Data Warfare

Back in 2012, I used the term "data warfare" to describe what was happening between companies competing for information advantages. At the time, the concept felt a little dramatic. Companies had always competed on intelligence. What was new was the scale and speed. Data was becoming a weapon you could point at competitors, at markets, and at customers. You could use it to predict what a rival would do before they did it. You could use it to undercut prices in real time. You could use it to lock in customers so thoroughly they'd never leave.

I thought we were at the beginning of something. We were, but the arms race that followed was wilder than I expected.

Data as a Competitive Weapon in 2012

Our original thesis was straightforward. Companies that collected more data and analyzed it faster would outcompete companies that didn't. We pointed to examples from retail, finance, and advertising where data advantages translated directly into market share. Walmart was already using point-of-sale data to optimize inventory at a level competitors couldn't match. High-frequency trading firms were spending billions on infrastructure to shave microseconds off data processing times. Google was using search data to identify market trends before traditional market research could.

The idea of a "data moat" was just starting to enter the business vocabulary. If your company had a dataset that competitors couldn't replicate, you had a structural advantage that was hard to overcome. We argued that data was becoming as important as capital, talent, or technology in determining competitive outcomes.

What we didn't fully appreciate in 2012 was how quickly data would become not just a competitive advantage but a competitive weapon. The difference matters. An advantage helps you win. A weapon helps you destroy.

In 2012, data was a competitive advantage. By 2026, it had become a weapon, a hostage, and a trade commodity all at once.

The API Lockdowns

The most dramatic shift happened between 2023 and 2025, when companies that had been relatively open with their data slammed the doors shut.

Reddit announced in April 2023 that it would charge for API access, pricing out the third-party apps that millions of users relied on. The real target wasn't app developers. It was AI companies. Reddit's corpus of human conversations and Q&A threads had become some of the most valuable training data on the internet, and companies like OpenAI and Google had been scraping it for free. Reddit's IPO filing in 2024 explicitly cited data licensing as a revenue stream, and the company signed deals with Google and OpenAI reportedly worth tens of millions annually.

Twitter, under Elon Musk, took an even more aggressive approach. In February 2023, the company shut down free API access entirely, then introduced pricing tiers that started at $42,000 per month for basic research access. Musk publicly accused AI companies of "illegally using Twitter data for training" and threatened to sue. The platform also started blocking web crawlers, breaking links from search engines, and requiring login to view any content.

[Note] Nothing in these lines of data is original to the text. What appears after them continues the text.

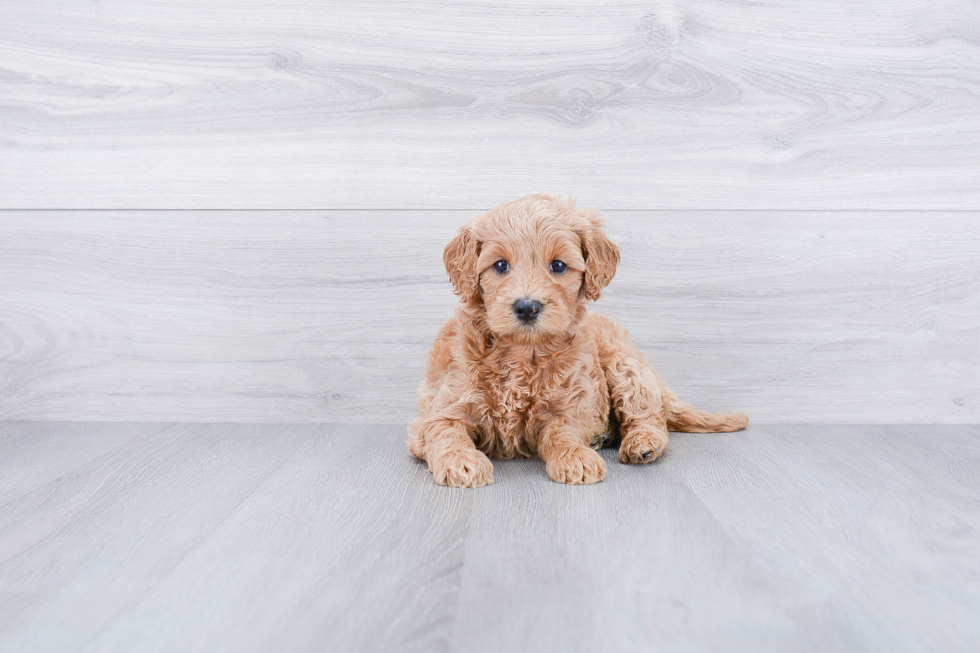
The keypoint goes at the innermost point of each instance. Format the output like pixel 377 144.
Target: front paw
pixel 465 467
pixel 642 446
pixel 576 466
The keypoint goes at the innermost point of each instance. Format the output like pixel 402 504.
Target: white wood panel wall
pixel 802 179
pixel 630 104
pixel 327 316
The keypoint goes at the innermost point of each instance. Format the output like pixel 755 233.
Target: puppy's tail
pixel 681 417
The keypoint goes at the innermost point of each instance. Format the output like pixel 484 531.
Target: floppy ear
pixel 601 257
pixel 460 258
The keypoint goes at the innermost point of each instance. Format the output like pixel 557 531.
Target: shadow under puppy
pixel 525 369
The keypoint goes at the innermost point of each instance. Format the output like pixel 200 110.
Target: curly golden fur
pixel 550 379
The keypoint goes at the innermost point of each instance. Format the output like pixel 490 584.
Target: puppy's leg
pixel 453 459
pixel 637 398
pixel 567 455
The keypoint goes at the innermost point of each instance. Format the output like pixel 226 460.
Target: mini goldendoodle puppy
pixel 524 369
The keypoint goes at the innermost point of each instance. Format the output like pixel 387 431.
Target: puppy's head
pixel 530 265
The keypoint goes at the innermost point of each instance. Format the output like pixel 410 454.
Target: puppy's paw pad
pixel 643 447
pixel 576 466
pixel 462 468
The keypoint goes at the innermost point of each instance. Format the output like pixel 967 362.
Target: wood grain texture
pixel 630 104
pixel 299 537
pixel 328 316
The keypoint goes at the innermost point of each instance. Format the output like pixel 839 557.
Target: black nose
pixel 527 310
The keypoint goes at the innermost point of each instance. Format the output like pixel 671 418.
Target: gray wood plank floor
pixel 632 104
pixel 304 537
pixel 293 316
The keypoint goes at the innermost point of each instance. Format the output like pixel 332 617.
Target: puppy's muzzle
pixel 527 310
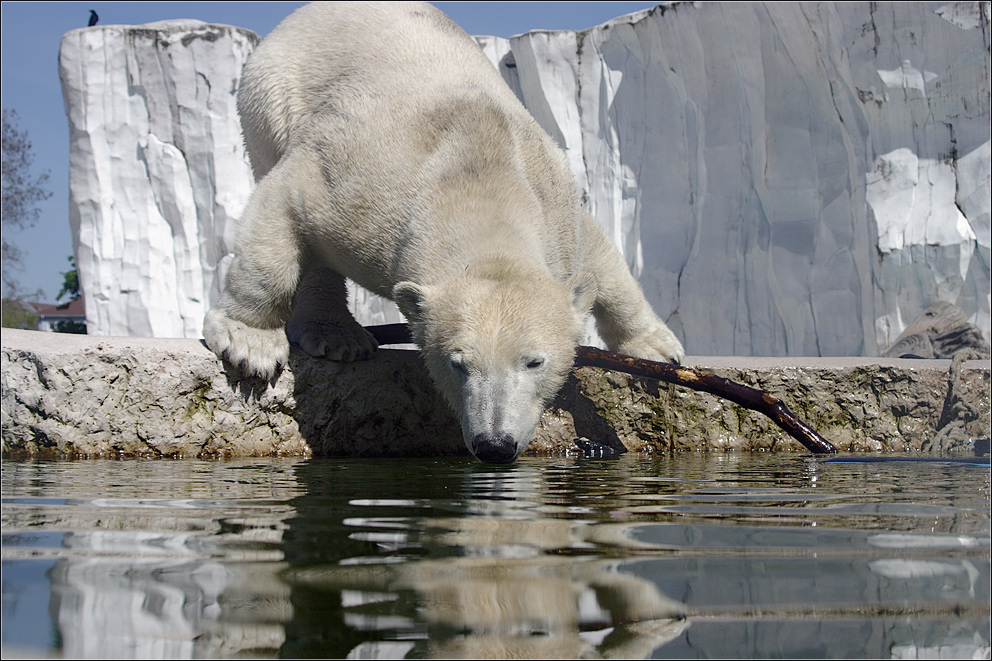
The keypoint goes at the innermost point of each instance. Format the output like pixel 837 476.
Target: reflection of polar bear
pixel 389 150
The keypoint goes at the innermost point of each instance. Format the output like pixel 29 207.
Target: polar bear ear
pixel 582 288
pixel 411 299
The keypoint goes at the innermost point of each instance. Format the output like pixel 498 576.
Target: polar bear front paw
pixel 658 344
pixel 342 342
pixel 253 351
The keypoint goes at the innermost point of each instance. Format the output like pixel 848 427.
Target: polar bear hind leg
pixel 247 326
pixel 624 318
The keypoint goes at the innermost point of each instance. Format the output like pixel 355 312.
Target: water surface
pixel 684 556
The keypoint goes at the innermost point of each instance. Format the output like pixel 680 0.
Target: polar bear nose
pixel 494 448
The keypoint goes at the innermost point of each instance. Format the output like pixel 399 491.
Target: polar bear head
pixel 499 349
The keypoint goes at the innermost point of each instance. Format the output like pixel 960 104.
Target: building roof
pixel 72 309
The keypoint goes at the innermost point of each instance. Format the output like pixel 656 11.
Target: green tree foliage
pixel 15 315
pixel 22 191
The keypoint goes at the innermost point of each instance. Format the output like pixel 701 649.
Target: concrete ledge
pixel 81 396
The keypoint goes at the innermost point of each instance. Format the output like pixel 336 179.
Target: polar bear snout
pixel 494 448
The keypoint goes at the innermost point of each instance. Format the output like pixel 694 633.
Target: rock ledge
pixel 82 396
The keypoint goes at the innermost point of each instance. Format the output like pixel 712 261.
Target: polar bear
pixel 388 149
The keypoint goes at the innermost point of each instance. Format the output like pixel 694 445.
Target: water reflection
pixel 690 556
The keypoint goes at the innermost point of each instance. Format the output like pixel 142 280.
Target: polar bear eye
pixel 457 362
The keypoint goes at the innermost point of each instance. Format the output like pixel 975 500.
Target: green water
pixel 685 556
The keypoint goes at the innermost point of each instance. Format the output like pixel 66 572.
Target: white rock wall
pixel 783 178
pixel 158 174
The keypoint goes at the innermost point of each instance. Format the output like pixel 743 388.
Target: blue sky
pixel 32 31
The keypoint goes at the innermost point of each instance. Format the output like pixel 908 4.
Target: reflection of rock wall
pixel 783 178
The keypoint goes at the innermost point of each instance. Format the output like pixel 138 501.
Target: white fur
pixel 389 150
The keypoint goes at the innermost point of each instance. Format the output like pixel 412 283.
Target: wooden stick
pixel 749 398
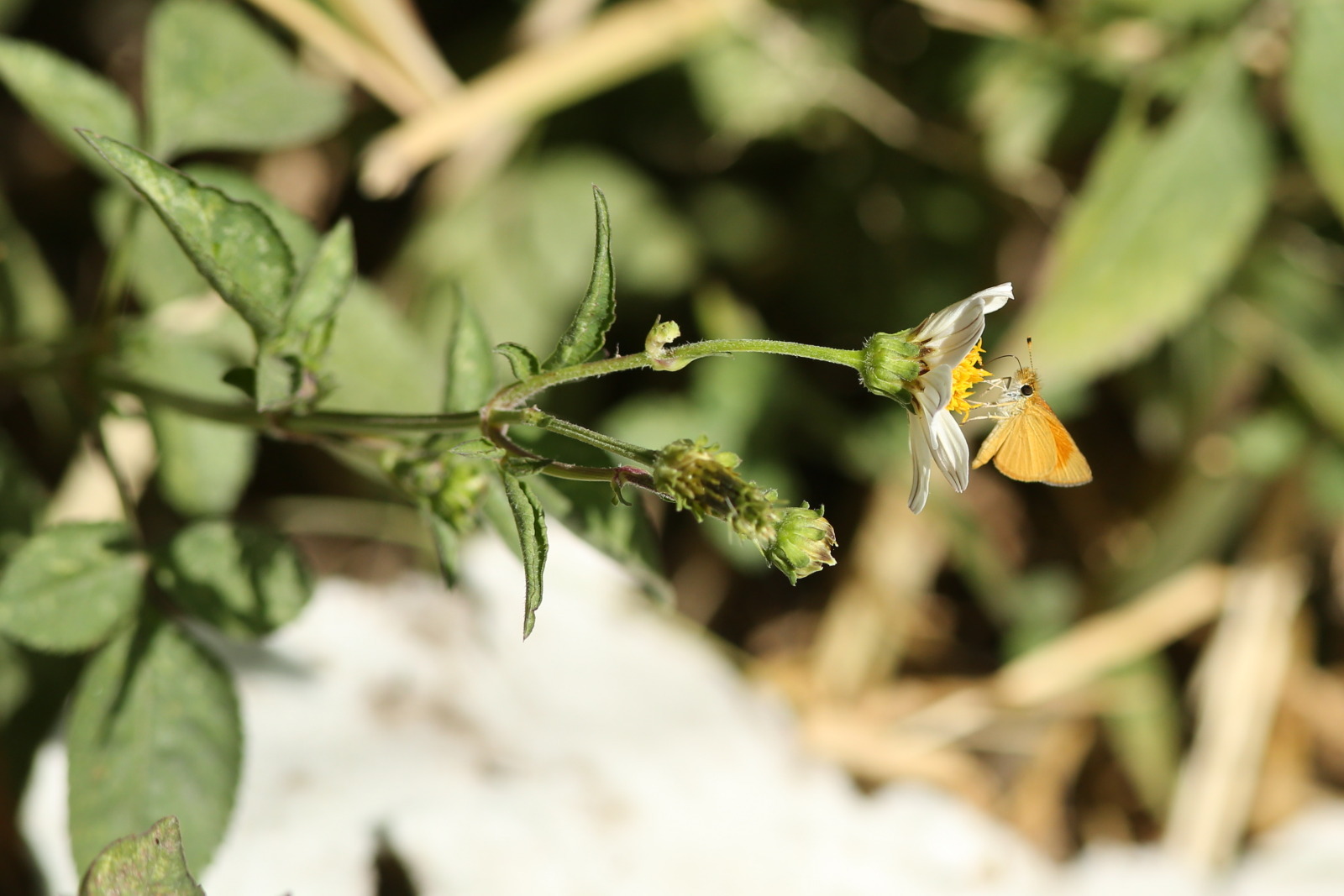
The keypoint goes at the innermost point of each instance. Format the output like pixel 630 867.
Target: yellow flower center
pixel 964 376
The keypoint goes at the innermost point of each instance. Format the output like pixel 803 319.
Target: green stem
pixel 543 421
pixel 669 359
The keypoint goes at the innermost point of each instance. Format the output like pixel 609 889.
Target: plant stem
pixel 669 359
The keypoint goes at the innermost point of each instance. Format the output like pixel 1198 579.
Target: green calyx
pixel 803 543
pixel 890 364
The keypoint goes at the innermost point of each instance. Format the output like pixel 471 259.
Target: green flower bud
pixel 803 543
pixel 703 479
pixel 890 364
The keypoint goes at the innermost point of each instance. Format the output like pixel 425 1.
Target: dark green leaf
pixel 521 359
pixel 154 731
pixel 1314 92
pixel 235 90
pixel 71 586
pixel 64 96
pixel 322 291
pixel 597 312
pixel 242 579
pixel 234 244
pixel 470 363
pixel 530 520
pixel 1158 228
pixel 148 864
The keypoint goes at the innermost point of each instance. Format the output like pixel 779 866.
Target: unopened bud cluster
pixel 703 479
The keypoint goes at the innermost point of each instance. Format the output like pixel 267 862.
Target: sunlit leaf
pixel 1159 226
pixel 597 312
pixel 235 90
pixel 64 96
pixel 1314 82
pixel 69 587
pixel 154 731
pixel 148 864
pixel 234 244
pixel 530 521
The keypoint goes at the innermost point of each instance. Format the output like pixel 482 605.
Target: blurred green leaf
pixel 624 533
pixel 245 580
pixel 1159 226
pixel 1312 83
pixel 530 521
pixel 521 359
pixel 319 295
pixel 203 465
pixel 31 302
pixel 154 731
pixel 148 864
pixel 378 362
pixel 71 586
pixel 64 96
pixel 597 312
pixel 15 680
pixel 234 244
pixel 470 359
pixel 235 90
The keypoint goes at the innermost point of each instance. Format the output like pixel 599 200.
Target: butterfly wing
pixel 1021 446
pixel 1072 466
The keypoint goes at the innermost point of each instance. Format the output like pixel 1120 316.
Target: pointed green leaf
pixel 235 90
pixel 154 731
pixel 242 579
pixel 1314 83
pixel 530 520
pixel 64 96
pixel 597 312
pixel 203 465
pixel 1156 230
pixel 470 363
pixel 324 286
pixel 234 244
pixel 521 359
pixel 71 586
pixel 148 864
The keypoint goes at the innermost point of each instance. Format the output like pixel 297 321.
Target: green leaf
pixel 521 359
pixel 235 90
pixel 64 96
pixel 234 244
pixel 33 308
pixel 148 864
pixel 154 731
pixel 530 520
pixel 71 586
pixel 203 465
pixel 597 312
pixel 245 580
pixel 470 363
pixel 324 286
pixel 1156 230
pixel 1314 82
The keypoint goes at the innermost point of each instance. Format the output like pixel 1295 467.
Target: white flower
pixel 945 342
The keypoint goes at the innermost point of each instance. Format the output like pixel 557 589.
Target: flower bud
pixel 890 364
pixel 803 543
pixel 703 479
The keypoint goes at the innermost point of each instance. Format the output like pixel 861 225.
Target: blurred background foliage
pixel 1162 181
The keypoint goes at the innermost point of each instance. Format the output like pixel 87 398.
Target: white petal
pixel 995 297
pixel 949 450
pixel 933 391
pixel 922 456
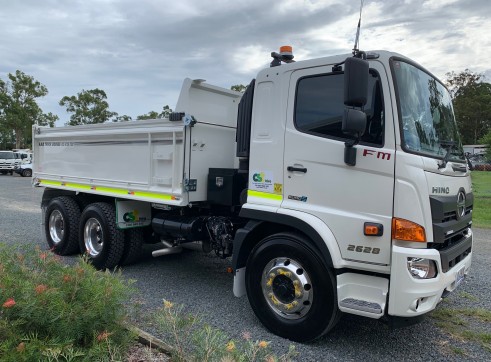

Stack Overflow signed a deal with Google reportedly worth $6 million to license its Q&A database for AI training. News organizations from the New York Times to the Associated Press either sued AI companies for unauthorized use of their content or signed licensing deals. The New York Times lawsuit against OpenAI and Microsoft, filed in December 2023, became the bellwether case for whether training AI on copyrighted content constitutes fair use.

Synthetic Data and the New Arms Race

As organic data became harder and more expensive to acquire, companies turned to synthetic data. The concept is simple: use AI to generate training data for other AI models. By 2025, Gartner estimated that synthetic data would be used in 60% of AI development projects. Companies like Mostly AI, Gretel, and Syntheticus built entire businesses around generating realistic but artificial datasets.

The implications are strange. If you can generate unlimited training data synthetically, does the original data moat still matter? The answer is mostly yes, at least for now. Synthetic data works well for structured problems but struggles to replicate the messy, unpredictable patterns in real human behavior. Models trained exclusively on synthetic data tend to develop subtle biases and blind spots. The companies with the best real-world data still have an edge, but the gap is narrowing.

What Enterprise Leaders Should Know

The data warfare concept I wrote about in 2012 has become a board-level concern. Companies need to think about their data assets the way they think about intellectual property: what do we have, who wants it, and how do we protect it?

The organizations getting this right are treating data strategy as a core business function, not an IT project. They're auditing what data they hold, understanding its value for AI training, and making deliberate decisions about licensing, sharing, and protecting it. They're also investing in governance systems that track data lineage so they can prove where their training data came from when regulators or litigators ask.

The Reddit and Twitter examples show what happens when companies wake up to the value of their data too late. They had to take drastic action because they hadn't built operational frameworks for managing data as a strategic asset from the start.